We have talked a lot in our blog about NoSQL vs SQL covering the pluses and minuses of both. You can read in more detail about our perspectives on this topic in Kyle’s blog NoSQL & SQL: Why Can't We Be Friends? To summarize, at HarperDB we feel that for high scale data ingestion and uptime, NoSQL is awesome. For business analytics we feel that SQL is still king. We feel both have something incredibly valuable to contribute to the technology landscape. However, we didn’t feel that anyone was providing a solution for both in a way that makes sense.
That is why when we built HarperDB we wanted to make sure that we could support both interfaces as well as take advantage of the capabilities of both technologies. We wanted to do it in a way though where we didn’t sacrifice the scale of NoSQL or the deep analytical capability of SQL.
We noticed that a lot of the NoSQL databases in the market have similarly acknowledged the fact that SQL is still the tried and true method for delivering complex queries. They have done this by adopting a concept called multimodel. We don’t like this concept.

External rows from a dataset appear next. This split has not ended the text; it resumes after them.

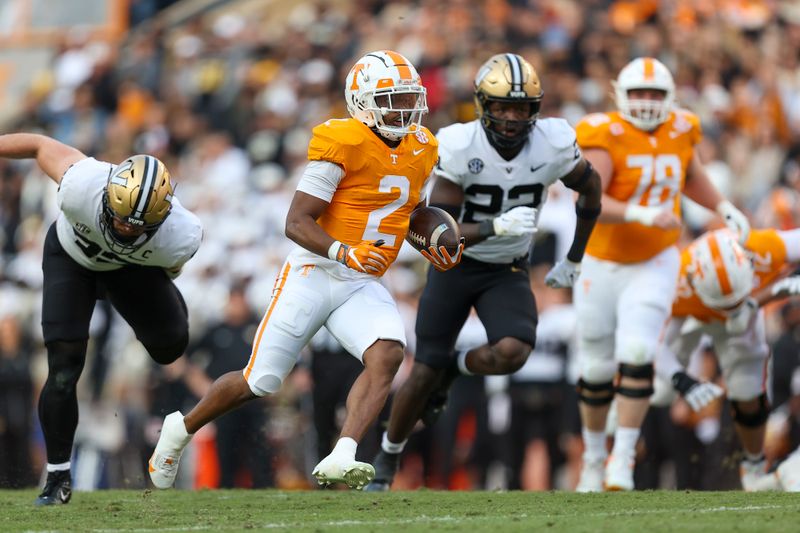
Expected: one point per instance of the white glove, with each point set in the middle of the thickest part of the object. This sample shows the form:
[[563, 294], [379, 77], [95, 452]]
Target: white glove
[[518, 221], [641, 214], [702, 394], [786, 287], [697, 394], [739, 320], [563, 274], [734, 219]]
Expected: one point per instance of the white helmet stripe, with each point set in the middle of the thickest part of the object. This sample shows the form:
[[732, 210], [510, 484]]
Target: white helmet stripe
[[148, 183], [516, 72]]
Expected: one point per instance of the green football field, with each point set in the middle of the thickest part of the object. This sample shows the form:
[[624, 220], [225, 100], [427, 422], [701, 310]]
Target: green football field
[[329, 510]]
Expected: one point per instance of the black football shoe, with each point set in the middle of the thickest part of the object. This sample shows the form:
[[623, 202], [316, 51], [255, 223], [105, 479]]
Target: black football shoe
[[57, 489], [386, 466]]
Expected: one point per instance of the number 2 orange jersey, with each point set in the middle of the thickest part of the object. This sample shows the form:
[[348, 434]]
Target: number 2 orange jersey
[[768, 251], [649, 170], [381, 185]]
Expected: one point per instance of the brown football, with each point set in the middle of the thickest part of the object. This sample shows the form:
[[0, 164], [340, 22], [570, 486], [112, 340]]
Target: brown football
[[433, 226]]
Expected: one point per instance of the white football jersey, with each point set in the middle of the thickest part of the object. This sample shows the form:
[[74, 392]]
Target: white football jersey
[[493, 185], [80, 198]]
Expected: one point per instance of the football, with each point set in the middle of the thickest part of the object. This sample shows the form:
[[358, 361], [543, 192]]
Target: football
[[433, 226]]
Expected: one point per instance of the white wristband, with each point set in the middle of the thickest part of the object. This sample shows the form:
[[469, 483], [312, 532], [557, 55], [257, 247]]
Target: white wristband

Multimodel under the hood is basically like running two different databases. Anyone who currently supports a multi-tiered database architecture will tell you that while sometimes necessary with existing technology, multi-tiered database architectures are complex, resource intensive, error prone, and have data integrity issues. It’s just basic logic. The more places I have to transport data to and from, the more can go wrong, the more storage I need, the more servers I need, and the more bandwidth I need. Multimodel databases under the hood are really no different except that a vendor has packaged this architecture together as a “single product” when in fact it’s really multiple solutions. You can read about the history of Multimodel on Tech Target where they allude to some of these issues “…multimodel approach may limit the transactional integrity that relational database management systems use to maintain data accuracy and consistency.”

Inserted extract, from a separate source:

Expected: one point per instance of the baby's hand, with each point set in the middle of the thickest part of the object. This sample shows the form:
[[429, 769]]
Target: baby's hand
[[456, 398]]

The way they work is that they store data using one primary NoSQL mechanism, a json/object store, a key value pair etc. Then when you want to perform SQL operations you need to transform that data either on disk or in memory into something resembling a column/row store. This is expensive from a resource utilization perspective. It is also risky, because it means that your data is duplicated, and therefore you might have integrity issues and it is certainly not ACID. Finally, it’s slow. You can’t perform complex SQL queries in real-time because you need to wait for your data to be transformed from a NoSQL model into a SQL model.
This just simply doesn’t seem like the best solution possible. It seems like a bolt on solution. Like a Rube Goldberg machine. That’s why when we built HarperDB we built it as a single model database that can accommodate both SQL and NoSQL in a single storage mechanism.

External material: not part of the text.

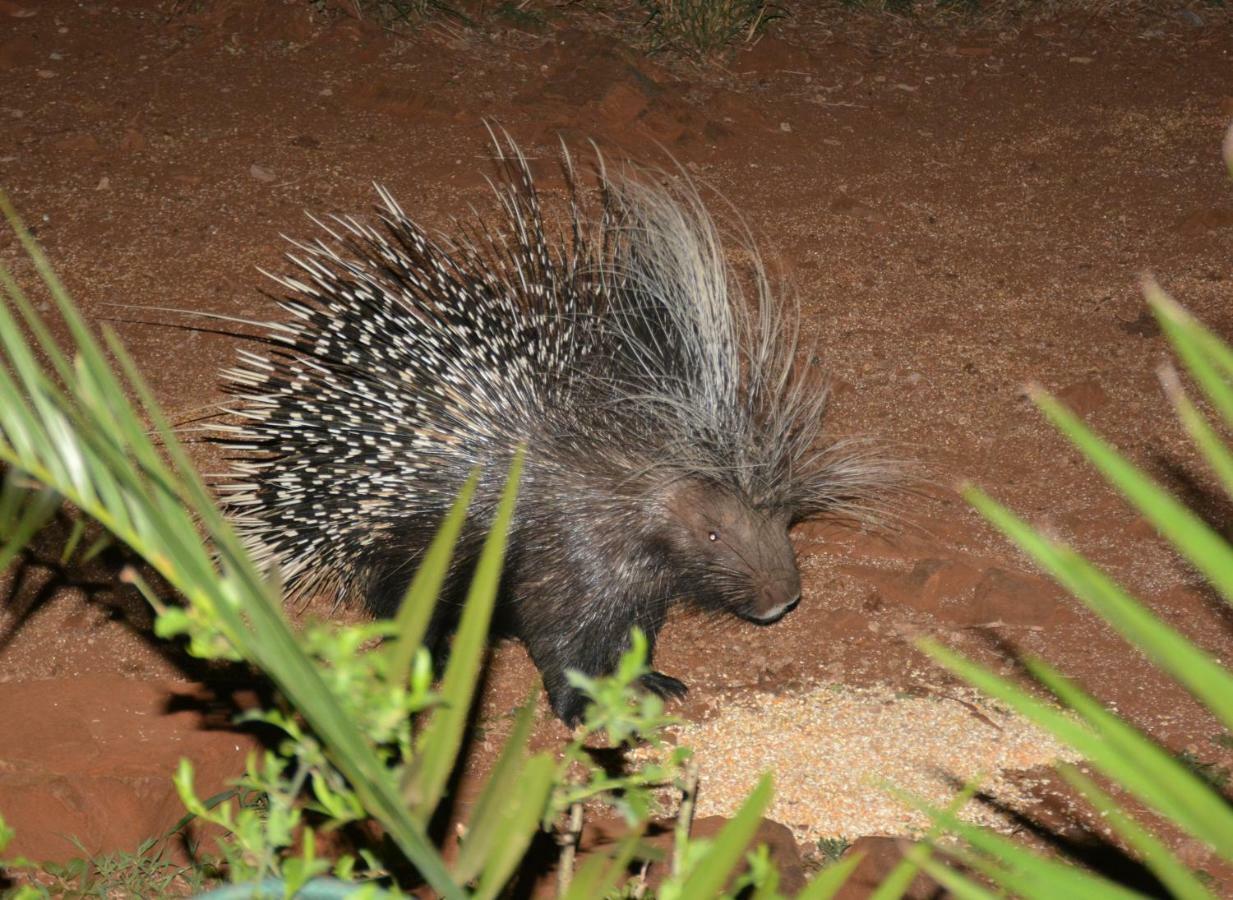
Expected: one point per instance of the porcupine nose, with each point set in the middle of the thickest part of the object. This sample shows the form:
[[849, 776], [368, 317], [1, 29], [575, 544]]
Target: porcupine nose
[[777, 601]]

From the ground up, HarperDB is designed to handle both SQL and NoSQL use cases. When data is inserted into HarperDB either via SQL statements or NoSQL objects, HarperDB maps this data to a single model. Data is never replicated and nothing ever needs to be transformed after insert. This has the added benefit of ensuring that every column in HarperDB is fully indexed without increasing the storage footprint or memory utilization. You can perform complex SQL queries in real-time on NoSQL inserts. This gives developers the benefits of NoSQL scale while maintaining the granularity and capability of complex SQL.
As an engineering team our philosophy has generally always been that the simplest solution is the best. We designed the single model concept because we felt that there had to be a simpler way.